The workshop is also the place where the company drives innovations. “These are necessary, because electromobility is placing new demands on logistics,” Thomas Bamberg explains. An all-electric SUV like the ŠKODA ENYAQ, for example, is significantly heavier than a car powered by a combustion engine, and the sensitive batteries also have to be adequately secured for transport, Bamberg points out. To cope with the growing variety of car sizes, the team uses wagons with flexible loading levels. For transporting large vehicles such as SUVs, a rail car was designed with two flexible loading decks, for which tunnels no longer pose an obstacle in Europe.

420 km

En route for Bremerhaven

BLG RailTec is at the forefront of another step toward the future of rail logistics and is cooperating with researchers from the Technical University of Berlin on the development of concepts for digital automated coupling (DAC). The innovative feature: the system automatically connects freight cars and transmits relevant data directly to the locomotive. This saves time and, together with new braking systems, enables much longer trains of more than 1,000 meters. “We are working on making rail-bound automobile logistics smarter, more efficient and, as a result, even greener,” Thomas Bamberg says. Freight trains are ready for the scrap heap? “Quite the contrary, the climate-friendly future belongs to them.”

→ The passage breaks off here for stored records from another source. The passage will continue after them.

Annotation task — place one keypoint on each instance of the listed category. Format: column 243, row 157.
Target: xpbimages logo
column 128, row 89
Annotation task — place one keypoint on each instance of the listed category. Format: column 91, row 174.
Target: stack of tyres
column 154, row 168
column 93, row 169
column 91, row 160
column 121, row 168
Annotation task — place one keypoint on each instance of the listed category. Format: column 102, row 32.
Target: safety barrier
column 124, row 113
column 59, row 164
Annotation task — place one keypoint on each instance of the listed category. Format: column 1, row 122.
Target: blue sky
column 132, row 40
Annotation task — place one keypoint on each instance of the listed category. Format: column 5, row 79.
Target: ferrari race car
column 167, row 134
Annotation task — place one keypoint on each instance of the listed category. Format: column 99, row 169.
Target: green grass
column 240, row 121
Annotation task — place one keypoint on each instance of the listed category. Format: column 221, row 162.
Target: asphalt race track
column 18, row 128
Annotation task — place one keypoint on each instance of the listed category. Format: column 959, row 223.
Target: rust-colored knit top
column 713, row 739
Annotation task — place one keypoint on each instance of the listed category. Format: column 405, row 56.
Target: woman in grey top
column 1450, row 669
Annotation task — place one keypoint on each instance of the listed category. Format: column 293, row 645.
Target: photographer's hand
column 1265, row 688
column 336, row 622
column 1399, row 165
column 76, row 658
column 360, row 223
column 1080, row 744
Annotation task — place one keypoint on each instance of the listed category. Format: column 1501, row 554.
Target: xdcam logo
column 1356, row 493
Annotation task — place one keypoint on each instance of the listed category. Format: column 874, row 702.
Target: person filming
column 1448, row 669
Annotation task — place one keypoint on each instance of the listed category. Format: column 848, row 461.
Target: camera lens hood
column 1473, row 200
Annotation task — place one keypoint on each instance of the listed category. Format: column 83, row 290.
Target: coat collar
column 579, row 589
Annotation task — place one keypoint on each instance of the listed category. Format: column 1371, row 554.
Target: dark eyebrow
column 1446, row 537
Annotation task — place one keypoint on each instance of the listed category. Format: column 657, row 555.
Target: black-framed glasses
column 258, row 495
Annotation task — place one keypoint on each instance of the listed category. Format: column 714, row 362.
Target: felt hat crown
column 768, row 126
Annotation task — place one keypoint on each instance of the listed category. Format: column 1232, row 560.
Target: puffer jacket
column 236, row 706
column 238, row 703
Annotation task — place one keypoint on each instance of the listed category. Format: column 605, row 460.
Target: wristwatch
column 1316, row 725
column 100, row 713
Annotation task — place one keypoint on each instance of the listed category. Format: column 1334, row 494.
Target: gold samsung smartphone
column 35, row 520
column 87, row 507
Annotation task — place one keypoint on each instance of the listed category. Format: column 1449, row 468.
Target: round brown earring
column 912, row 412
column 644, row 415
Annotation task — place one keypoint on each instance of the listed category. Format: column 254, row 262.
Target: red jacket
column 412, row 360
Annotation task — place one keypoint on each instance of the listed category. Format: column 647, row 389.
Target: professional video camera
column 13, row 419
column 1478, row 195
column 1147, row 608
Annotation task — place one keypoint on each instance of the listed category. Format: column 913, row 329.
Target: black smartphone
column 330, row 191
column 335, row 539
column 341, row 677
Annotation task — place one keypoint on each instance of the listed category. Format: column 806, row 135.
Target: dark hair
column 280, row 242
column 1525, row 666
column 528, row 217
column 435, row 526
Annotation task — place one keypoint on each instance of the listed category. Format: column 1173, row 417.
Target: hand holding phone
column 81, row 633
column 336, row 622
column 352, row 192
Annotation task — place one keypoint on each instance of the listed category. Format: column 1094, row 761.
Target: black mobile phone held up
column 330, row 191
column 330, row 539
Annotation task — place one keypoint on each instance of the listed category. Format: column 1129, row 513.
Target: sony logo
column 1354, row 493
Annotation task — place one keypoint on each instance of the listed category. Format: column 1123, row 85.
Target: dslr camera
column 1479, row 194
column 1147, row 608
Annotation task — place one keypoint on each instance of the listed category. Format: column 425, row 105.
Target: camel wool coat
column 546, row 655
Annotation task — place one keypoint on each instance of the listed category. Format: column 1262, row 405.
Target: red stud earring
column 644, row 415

“Our proposition to partners like ŠKODA: All you need to do is sort the wagon loads by destination, and we’ll assemble them into trains.”

Thomas Bamberg, Manager of BLG AutoRail GmbH
Thomas Bamberg

Once the shunting work is completed in Falkenberg, each block train is coupled to a locomotive – and the journey continues to a total of 13 different destinations. For the ŠKODA ENYAQ, the second stage of the journey begins.
After a few hours, the car transport train arrives at BLG AutoTerminal Bremerhaven, where the vehicle is prepared for the overseas leg of its journey. This logistical feat takes two to three days. A playfully easy undertaking? The very idea makes Oliver Fabian laugh. “If at the end of the day the customer has the impression that everything went smoothly, then we’ve done a good job,” says the sales director.

ŠKODA ENYAQ on a wagon in Bremerhaven

After 620 kilometers by train, the ŠKODA ENYAQ has arrived in Bremerhaven.